В этой атмосфере скрытности мне довольно легко было удержаться и не рассказывать Рут про кассету, которую купил мне Томми. Не то чтобы я ее прятала по-настоящему. Она все время была среди других кассет, составлявших мою коллекцию, в одной из маленьких стопок около гладильной доски. Но я постоянно следила за тем, чтобы она не оставалась наверху стопки. Иной раз мне страшно хотелось посвятить во все Рут, чтобы потом посидеть с ней, поговорить про Хейлшем под негромкие звуки этих песен. Но время шло, а я все молчала насчет кассеты, и чем дальше, тем больше это походило на какую-то постыдную тайну.

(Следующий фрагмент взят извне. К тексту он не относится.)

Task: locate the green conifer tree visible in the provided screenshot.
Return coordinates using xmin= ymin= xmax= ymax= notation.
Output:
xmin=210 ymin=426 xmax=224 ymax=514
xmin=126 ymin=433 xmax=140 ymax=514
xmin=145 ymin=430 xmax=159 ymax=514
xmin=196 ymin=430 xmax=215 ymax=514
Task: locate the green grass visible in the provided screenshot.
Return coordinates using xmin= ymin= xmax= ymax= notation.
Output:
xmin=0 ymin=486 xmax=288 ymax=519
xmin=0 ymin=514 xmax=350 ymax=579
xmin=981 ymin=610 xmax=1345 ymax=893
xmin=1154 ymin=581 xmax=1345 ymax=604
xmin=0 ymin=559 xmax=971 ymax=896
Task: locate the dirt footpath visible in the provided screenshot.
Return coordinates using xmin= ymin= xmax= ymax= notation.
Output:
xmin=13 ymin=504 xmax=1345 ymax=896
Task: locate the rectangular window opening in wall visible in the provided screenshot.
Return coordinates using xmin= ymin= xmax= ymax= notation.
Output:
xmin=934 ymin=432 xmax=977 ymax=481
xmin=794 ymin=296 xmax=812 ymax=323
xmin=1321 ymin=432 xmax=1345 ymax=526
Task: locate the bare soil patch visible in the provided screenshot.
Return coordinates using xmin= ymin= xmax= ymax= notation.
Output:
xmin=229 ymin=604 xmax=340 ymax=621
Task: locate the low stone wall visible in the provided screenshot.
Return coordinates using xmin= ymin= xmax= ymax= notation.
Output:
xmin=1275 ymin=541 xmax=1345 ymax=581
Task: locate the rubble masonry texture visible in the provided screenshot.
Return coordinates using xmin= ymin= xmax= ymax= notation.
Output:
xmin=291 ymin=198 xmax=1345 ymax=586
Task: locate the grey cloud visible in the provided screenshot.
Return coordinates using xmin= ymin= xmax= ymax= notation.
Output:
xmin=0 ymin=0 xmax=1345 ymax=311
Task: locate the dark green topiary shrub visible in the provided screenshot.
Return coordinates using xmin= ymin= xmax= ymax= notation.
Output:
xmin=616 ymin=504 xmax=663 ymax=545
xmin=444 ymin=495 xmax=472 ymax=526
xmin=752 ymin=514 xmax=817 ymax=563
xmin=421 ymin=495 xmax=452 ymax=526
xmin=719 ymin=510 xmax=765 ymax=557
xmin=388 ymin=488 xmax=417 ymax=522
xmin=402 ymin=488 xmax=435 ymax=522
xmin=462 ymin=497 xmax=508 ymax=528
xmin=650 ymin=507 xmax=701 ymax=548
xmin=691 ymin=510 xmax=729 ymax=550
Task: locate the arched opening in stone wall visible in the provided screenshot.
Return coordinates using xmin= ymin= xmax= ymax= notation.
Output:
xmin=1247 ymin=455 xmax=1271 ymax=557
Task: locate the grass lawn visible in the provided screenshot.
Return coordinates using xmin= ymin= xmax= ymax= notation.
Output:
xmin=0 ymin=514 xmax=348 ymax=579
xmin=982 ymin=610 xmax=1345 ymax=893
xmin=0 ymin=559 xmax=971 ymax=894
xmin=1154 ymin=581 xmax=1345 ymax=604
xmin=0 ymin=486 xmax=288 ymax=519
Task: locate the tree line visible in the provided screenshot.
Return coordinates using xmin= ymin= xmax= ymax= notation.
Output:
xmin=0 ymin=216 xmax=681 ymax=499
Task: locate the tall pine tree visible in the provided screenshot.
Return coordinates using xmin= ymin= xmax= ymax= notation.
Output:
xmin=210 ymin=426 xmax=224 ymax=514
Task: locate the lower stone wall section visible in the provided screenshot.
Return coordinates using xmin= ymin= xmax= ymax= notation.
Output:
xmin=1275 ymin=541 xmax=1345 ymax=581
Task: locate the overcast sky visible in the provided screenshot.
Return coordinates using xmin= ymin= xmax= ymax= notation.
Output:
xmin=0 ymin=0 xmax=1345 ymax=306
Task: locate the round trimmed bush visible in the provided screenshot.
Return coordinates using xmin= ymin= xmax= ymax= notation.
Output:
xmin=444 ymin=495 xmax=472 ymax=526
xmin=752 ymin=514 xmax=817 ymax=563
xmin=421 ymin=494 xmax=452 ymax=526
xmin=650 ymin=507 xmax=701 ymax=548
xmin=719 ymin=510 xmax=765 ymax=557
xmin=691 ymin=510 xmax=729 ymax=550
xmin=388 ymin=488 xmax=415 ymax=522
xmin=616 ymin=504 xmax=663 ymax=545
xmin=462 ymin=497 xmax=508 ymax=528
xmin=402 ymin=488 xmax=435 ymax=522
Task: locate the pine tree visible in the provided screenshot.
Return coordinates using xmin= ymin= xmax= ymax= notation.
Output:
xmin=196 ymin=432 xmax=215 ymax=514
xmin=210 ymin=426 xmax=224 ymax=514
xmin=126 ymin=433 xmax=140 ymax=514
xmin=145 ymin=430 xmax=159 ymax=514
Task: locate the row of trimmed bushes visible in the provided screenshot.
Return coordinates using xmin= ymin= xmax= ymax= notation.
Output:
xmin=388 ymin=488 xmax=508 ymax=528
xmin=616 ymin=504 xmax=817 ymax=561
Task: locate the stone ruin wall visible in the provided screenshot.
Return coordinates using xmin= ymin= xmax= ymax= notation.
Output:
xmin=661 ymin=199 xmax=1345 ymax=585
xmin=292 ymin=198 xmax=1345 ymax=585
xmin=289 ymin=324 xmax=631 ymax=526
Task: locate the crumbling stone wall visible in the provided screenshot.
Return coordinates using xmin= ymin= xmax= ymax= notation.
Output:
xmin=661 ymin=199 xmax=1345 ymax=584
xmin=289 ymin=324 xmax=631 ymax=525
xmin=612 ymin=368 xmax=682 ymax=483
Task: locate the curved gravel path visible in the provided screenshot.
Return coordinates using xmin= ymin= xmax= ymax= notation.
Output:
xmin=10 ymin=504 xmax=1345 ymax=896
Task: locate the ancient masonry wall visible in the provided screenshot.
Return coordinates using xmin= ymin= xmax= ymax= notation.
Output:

Потом, гораздо позже, она, конечно, эту кассету увидела, и лучше бы она увидела ее сразу, чем тогда, — но что делать, это уж как кому везет.
С началом весны все больше старожилов стало уезжать на курсы помощников, и, хотя они отправлялись без особого шума, обычным порядком, из-за самого количества отбывающих этого уже нельзя было не замечать. Какие чувства мы испытывали по этому поводу, определить точно не могу. В какой-то мере мы, кажется, завидовали тем, кто покидал Коттеджи. Было ощущение, что их ждет более обширный, волнующий мир. С другой стороны, конечно, их отъезд все сильнее смущал нас и тревожил.
Потом — кажется, в апреле — мы распрощались с Элис Ф., она стала первой из нашей хейлшемской компании; вскоре за ней последовал Гордон К. И тот и другая сами попросились на курсы и отправились с бодрыми улыбками, но после этого атмосфера в Коттеджах, по крайней мере для нас, изменилась навсегда.
Вереница отъездов, похоже, подействовала и на многих старожилов, и, возможно, прямым результатом была новая волна слухов такого же сорта, как те, о которых говорили в Норфолке Крисси и Родни. Ходили толки о парах бывших воспитанников в других частях страны, которые получили отсрочки, сумев доказать, что у них любовь, причем теперь иногда речь шла и о тех, кто не имел отношения к Хейлшему. И опять-таки мы, пятеро, побывавшие в Норфолке, держались от этих разговоров в стороне; даже Крисси и Родни, которые раньше были в самой их гуще, теперь, стоило им начаться, неловко отворачивались.